Complementary to the itemset mining approach, the OCP design also uses evolutionary optimization to find maps. Here the data setup is the same as in the itemset mining case, but instead of using an incremental search approach, one sets up a population of subsets of the sets S(t), and seeks to evolve the population to find an optimally fit S(t). Fitness is defined simply as high frequency - relative to the frequency one would expect based on statistical independence assumptions alone.

In this context, one probably wishes to use a variant of evolutionary optimization using some diversity preservation mechanism, so that the population contains not merely a single most optimal subset, but a number of unrelated subsets, all of which are reasonably fit. EDA's like MOSES are fairly good in this regard, having much less tendency than GP to converge to highly homogeneous final populations.

#### Map Dynamics

Assume one has a collection of Atoms, with:

- Importance values I(A), assigned via the economic attention allocation mechanism.
- HebbianLink strengths (HebbianLink A B).s, assigned as (loosely speaking) the probability of B's importance assuming A's importance.

Then, one way to search for static maps is to look for collections C of Atoms that are strong clusters according to HebbianLinks. That is, for instance, to find collections C so that:

The mean strength of (HebbianLink A B).s, where A and B are in the collection C >> The mean strength of (HebbianLink A Z).s, where A is in the collection C and Z is not

(this is just a very simple cluster quality measurement; there is a variety of other cluster quality measurements one might use instead.)

Dynamic maps may be more complex, for instance there might be two collections C1 and C2 so that:

Mean strength of (HebbianLink A B).s, where A is in C1 and B is in C2 Mean strength of (HebbianLink B A).s, where B is in C2 and A is in C1

are both very large.

A static map will tend to be an attractor for OCP's attention-allocation-based dynamics, in the sense that when a few elements of the map are acted upon, it is likely that other elements of the map will soon also come to be acted upon.
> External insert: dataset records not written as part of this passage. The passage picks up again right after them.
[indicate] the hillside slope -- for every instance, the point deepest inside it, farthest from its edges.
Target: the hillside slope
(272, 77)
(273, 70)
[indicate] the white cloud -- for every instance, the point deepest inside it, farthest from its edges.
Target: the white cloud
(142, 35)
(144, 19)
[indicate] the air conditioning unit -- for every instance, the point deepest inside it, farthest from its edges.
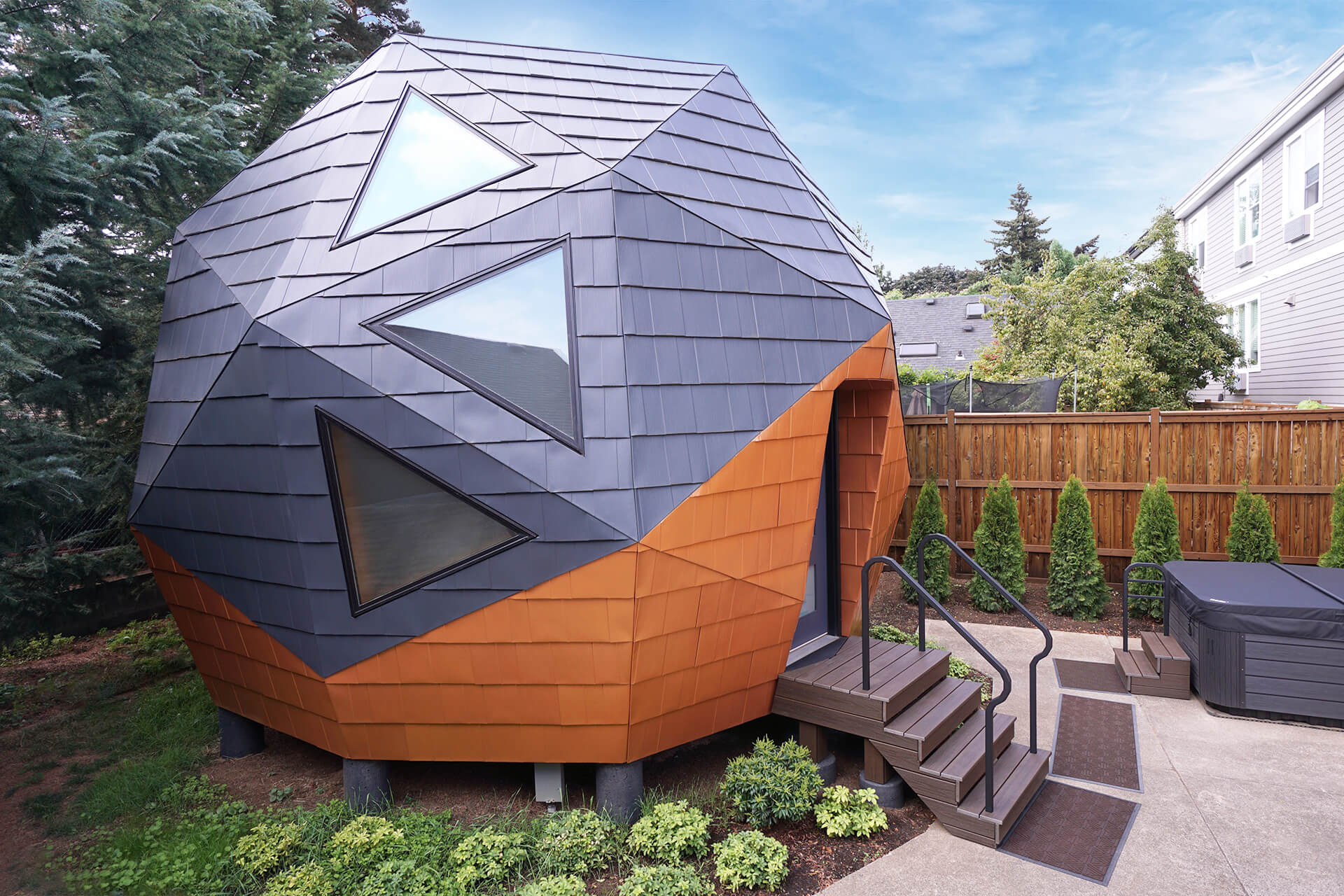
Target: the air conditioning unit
(1297, 229)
The reason is that, if a few elements of the map are acted upon usefully, then their importance values will increase. Node probability inference based on the HebbianLinks will then cause the importance values of the other nodes in the map to increase, thus increasing the probability that the other nodes in the map are acted upon. Critical here is that the HebbianLinks have a higher weight of evidence than the node importance values. This is because the node importance values are assumed to be ephemeral — they reflect whether a given node is important at a given moment or not — whereas the HebbianLinks are assumed to reflect longer-lasting information.

A dynamic map will also be an attractor, but of a more complex kind. The example given above, with C1 and C2, will be a periodic attractor rather than a fixed-point attractor.